With the enhanced performance of large models on natural language processing tasks, potential moral and ethical issues of large models arise. There exist malicious attackers who induce large models to jailbreak and generate information containing illegal, privacy-invasive information through techniques such as prompt engineering. As a result, large models counter malicious attackers' attacks using techniques such as safety alignment. However, the strong defense mechanism of the large model through rejection replies is easily identified by attackers and used to strengthen attackers' capabilities. In this paper, we propose a multi-agent attacker-disguiser game approach to achieve a weak defense mechanism that allows the large model to both safely reply to the attacker and hide the defense intent. First, we construct a multi-agent framework to simulate attack and defense scenarios, playing different roles to be responsible for attack, disguise, safety evaluation, and disguise evaluation tasks. After that, we design attack and disguise game algorithms to optimize the game strategies of the attacker and the disguiser and use the curriculum learning process to strengthen the capabilities of the agents. The experiments verify that the method in this paper is more effective in strengthening the model's ability to disguise the defense intent compared with other methods. Moreover, our approach can adapt any black-box large model to assist the model in defense and does not suffer from model version iterations.
Paper Structure (27 sections, 3 equations, 2 figures, 5 tables, 1 algorithm)

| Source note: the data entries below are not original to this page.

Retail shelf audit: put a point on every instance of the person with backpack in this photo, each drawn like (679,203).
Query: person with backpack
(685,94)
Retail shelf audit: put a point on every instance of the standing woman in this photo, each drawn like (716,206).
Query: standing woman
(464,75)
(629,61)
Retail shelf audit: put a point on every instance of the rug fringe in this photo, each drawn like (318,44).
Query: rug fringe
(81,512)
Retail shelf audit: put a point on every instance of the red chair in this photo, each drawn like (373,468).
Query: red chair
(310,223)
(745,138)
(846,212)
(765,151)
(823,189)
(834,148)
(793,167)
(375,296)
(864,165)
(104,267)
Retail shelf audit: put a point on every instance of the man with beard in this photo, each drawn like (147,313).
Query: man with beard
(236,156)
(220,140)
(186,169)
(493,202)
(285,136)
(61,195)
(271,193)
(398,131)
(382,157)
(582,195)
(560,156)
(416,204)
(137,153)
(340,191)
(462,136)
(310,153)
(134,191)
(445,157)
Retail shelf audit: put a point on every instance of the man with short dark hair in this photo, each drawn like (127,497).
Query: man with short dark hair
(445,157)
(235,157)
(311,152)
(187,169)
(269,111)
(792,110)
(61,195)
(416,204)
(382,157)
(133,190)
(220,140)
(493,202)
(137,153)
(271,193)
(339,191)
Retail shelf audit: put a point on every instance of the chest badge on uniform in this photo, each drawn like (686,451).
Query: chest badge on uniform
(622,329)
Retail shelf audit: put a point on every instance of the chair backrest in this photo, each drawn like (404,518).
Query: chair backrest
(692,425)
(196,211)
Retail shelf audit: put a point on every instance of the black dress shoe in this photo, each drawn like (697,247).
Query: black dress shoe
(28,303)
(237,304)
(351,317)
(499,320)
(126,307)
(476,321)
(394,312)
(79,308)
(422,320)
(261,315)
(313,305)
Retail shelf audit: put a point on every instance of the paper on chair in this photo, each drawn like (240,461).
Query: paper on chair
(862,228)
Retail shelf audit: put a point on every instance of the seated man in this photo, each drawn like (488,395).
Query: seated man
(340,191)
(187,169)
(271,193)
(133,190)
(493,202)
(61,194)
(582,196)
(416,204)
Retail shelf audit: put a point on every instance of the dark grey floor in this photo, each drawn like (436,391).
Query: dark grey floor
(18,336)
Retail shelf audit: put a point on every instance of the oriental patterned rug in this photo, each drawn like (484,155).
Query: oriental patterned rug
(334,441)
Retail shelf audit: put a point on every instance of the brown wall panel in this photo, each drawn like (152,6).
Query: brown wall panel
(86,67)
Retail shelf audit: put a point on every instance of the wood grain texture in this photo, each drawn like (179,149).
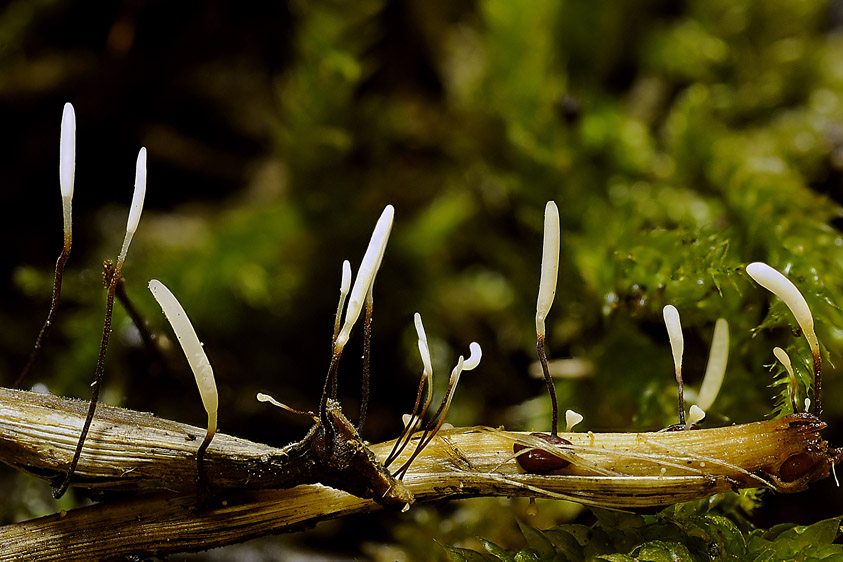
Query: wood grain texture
(136,451)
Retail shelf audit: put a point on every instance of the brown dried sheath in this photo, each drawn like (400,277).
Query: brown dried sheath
(130,450)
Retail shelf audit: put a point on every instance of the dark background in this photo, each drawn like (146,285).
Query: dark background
(278,131)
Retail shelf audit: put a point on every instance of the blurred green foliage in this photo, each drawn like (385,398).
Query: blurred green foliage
(680,141)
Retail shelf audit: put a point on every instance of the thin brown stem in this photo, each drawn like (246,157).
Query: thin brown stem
(549,381)
(51,315)
(329,388)
(113,277)
(411,426)
(818,408)
(140,324)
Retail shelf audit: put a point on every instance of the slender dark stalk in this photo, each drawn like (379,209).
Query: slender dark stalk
(681,397)
(367,351)
(202,478)
(113,277)
(330,383)
(430,429)
(549,381)
(404,438)
(818,407)
(51,315)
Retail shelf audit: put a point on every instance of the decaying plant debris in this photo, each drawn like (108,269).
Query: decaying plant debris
(180,493)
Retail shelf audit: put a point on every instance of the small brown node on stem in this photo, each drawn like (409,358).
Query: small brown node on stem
(538,461)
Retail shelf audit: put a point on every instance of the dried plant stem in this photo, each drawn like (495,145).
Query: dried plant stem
(130,450)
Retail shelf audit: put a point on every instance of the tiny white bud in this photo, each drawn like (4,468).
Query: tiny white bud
(572,418)
(366,274)
(474,357)
(715,370)
(424,349)
(267,398)
(782,287)
(695,415)
(67,151)
(674,333)
(784,359)
(550,266)
(345,284)
(193,350)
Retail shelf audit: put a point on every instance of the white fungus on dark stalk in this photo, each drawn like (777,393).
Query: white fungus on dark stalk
(572,418)
(550,266)
(775,282)
(695,415)
(137,206)
(677,345)
(67,166)
(193,350)
(547,291)
(366,274)
(718,358)
(784,359)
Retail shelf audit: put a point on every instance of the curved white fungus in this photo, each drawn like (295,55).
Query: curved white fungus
(550,265)
(192,348)
(67,151)
(674,333)
(782,287)
(695,415)
(366,274)
(715,370)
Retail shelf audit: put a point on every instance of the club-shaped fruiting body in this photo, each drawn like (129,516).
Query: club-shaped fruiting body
(67,163)
(784,359)
(192,348)
(572,418)
(366,274)
(345,285)
(718,358)
(782,287)
(137,204)
(677,345)
(674,333)
(550,266)
(695,414)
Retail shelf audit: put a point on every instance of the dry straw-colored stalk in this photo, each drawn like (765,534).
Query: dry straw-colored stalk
(254,495)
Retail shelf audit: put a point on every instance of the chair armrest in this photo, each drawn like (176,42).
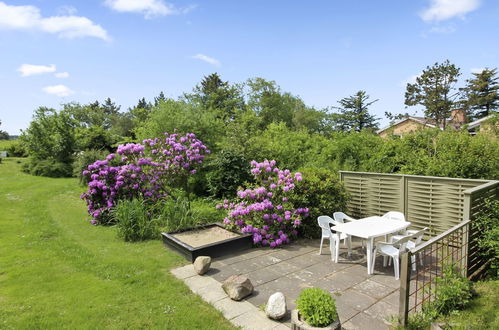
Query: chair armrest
(385,244)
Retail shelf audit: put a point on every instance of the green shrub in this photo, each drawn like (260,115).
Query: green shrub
(175,214)
(452,292)
(205,211)
(16,149)
(487,225)
(317,307)
(134,221)
(228,171)
(85,158)
(323,193)
(47,167)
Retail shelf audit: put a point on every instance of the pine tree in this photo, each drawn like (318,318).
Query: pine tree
(434,89)
(160,98)
(481,94)
(354,113)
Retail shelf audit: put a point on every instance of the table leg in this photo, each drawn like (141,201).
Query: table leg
(332,243)
(369,255)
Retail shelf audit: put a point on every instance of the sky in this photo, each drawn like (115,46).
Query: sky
(53,52)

This paper contains 27 sections, 3 equations, 2 figures, 5 tables, 1 algorithm.

Figures (2)

  • Figure 1: General illustration of our method. We construct a multi-agent framework consisting of an attacker, a disguiser, a safety evaluator, and a disguise evaluator to simulate the attack and defense scenarios. The attacker and the disguiser generate the attack sample set and the disguise sample set through in-context learning, respectively. Afterward, based on the reward feedback given by the evaluators, they separately game to select a new round of enhanced samples.
  • Figure 2: Comparison of the normal security response mechanism and the disguising defense intent response mechanism. Figure (a) on the left side shows the normal security response defended by rejection. This type of response is easily detected by the attacker and strengthens the attacker's capabilities. Figure (b) on the right shows a safe response that disguises the defense intent and can confuse the attacker.